Eveline cobriu o rosto e começou a chorar, os dedos tensos ficando pálidos.
Guilherme suspirou, sem saber o que dizer. Para os nobres, caramelos não eram luxo, mas só alquimistas conseguiam fabricá-los; custavam cerca de uma moeda de prata cada, o suficiente para comprar sacas de comida entre os pobres.
“Corri até lá, mas só encontrei a mulher, sentada no fundo do beco, com hematomas no rosto, lábios ensanguentados, roupas e corpo marcados por pegadas.”
“Quando me viu, ajoelhou-se com o cadáver da filha nos braços, bateu a cabeça no chão, depois ergueu o olhar vazio para mim. Nunca vou esquecer aquele olhar.”
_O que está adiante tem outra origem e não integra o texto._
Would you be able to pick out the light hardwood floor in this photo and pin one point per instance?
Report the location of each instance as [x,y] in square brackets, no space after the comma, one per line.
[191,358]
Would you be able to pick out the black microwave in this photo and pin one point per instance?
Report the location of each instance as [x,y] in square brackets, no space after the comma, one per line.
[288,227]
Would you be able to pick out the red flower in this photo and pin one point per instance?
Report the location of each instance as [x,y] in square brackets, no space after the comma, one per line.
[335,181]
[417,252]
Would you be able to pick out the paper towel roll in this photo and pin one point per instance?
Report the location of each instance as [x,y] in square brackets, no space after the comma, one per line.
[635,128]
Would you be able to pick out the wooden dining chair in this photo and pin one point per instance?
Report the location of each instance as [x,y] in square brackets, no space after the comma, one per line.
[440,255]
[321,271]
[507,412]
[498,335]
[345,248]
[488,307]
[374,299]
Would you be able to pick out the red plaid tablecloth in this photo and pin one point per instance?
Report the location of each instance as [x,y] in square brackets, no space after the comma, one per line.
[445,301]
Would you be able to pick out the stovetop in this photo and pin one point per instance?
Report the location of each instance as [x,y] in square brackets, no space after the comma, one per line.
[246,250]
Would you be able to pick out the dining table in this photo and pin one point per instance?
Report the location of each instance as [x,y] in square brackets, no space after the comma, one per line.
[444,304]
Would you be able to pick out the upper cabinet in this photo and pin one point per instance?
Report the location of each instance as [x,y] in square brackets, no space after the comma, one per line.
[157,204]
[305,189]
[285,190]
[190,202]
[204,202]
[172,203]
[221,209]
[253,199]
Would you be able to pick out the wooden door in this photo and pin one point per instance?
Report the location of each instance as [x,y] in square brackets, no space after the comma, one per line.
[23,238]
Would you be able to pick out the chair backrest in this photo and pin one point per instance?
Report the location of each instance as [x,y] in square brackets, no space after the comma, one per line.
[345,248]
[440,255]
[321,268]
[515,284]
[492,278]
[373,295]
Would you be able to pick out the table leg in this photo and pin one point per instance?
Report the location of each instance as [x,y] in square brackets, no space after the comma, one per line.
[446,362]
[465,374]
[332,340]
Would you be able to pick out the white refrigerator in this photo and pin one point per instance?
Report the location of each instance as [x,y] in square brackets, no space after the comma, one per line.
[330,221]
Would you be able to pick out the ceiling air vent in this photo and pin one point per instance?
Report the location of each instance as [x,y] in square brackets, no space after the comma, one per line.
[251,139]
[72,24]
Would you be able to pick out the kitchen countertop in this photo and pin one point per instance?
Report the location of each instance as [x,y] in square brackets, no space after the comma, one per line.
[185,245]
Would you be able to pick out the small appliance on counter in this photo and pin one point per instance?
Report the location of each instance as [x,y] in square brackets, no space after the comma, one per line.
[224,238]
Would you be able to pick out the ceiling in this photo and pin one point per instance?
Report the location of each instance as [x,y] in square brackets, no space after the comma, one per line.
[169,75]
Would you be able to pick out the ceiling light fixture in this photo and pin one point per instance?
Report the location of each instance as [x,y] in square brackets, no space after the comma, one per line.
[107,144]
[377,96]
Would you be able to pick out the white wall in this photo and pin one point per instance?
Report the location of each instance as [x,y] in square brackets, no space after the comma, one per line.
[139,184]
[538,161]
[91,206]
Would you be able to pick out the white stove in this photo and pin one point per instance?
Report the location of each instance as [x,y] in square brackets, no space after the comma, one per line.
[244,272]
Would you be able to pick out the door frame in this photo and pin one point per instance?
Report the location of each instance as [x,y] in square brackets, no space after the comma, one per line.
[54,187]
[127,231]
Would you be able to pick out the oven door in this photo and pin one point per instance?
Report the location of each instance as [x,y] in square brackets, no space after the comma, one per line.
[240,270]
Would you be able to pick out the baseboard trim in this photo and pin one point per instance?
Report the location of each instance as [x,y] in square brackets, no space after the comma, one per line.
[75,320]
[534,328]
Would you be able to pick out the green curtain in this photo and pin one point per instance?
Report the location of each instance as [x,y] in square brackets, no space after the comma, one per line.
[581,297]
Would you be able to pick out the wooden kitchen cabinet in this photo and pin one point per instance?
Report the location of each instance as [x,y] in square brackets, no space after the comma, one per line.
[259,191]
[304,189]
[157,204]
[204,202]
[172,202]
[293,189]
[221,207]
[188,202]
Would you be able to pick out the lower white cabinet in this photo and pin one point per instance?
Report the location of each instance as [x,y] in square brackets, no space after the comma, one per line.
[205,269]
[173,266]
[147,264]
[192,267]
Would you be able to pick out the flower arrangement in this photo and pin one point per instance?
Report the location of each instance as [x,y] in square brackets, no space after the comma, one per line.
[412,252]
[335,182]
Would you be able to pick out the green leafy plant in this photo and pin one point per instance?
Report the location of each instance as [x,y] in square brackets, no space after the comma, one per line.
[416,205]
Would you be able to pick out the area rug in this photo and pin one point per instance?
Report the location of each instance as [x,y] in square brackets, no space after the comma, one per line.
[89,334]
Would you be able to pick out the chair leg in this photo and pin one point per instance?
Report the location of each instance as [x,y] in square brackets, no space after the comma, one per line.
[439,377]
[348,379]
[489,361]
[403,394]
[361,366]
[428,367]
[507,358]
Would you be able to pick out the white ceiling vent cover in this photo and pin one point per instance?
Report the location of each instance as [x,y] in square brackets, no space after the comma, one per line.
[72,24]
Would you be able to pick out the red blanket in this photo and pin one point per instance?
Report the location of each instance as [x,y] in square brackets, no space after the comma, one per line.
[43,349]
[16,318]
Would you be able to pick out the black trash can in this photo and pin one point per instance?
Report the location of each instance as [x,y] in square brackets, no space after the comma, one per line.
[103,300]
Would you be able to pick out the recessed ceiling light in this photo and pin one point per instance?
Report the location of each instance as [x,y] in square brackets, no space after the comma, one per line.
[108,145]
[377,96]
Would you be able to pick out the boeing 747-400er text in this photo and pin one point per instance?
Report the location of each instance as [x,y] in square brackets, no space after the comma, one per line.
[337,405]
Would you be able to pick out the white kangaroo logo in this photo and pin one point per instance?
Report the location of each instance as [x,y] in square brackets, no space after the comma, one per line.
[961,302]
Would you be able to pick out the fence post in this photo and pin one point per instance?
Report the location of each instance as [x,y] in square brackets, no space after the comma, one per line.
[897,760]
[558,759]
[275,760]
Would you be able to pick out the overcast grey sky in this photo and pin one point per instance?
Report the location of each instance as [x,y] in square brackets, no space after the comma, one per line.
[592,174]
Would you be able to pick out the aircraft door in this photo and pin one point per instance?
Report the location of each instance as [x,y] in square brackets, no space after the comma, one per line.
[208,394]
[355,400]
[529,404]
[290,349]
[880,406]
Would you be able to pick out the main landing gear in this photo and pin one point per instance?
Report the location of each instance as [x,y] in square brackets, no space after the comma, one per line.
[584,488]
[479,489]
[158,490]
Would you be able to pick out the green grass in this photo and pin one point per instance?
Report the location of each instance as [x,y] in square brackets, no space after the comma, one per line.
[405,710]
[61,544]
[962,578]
“Não havia ódio, nem raiva, nem mesmo tristeza — havia nada! Os olhos estavam vivos, mas a alma parecia já morta!”
Guilherme ouviu os soluços de Eveline, sem conseguir encontrar palavras de consolo, limitando-se a permanecer em silêncio atrás dela.
“Eu sei. Sei que a capital está perdida. Mas se a família real for expulsa, tudo o que fiz esses anos voltará a ser como antes.”
“O ouro da coroa basta para que eu e Pedro compremos uma mansão em outro país e vivamos bem. Mas aqueles que recém viram esperança voltarão ao inferno, e o décimo segundo distrito voltará a se encher de quem não pode pagar impostos.”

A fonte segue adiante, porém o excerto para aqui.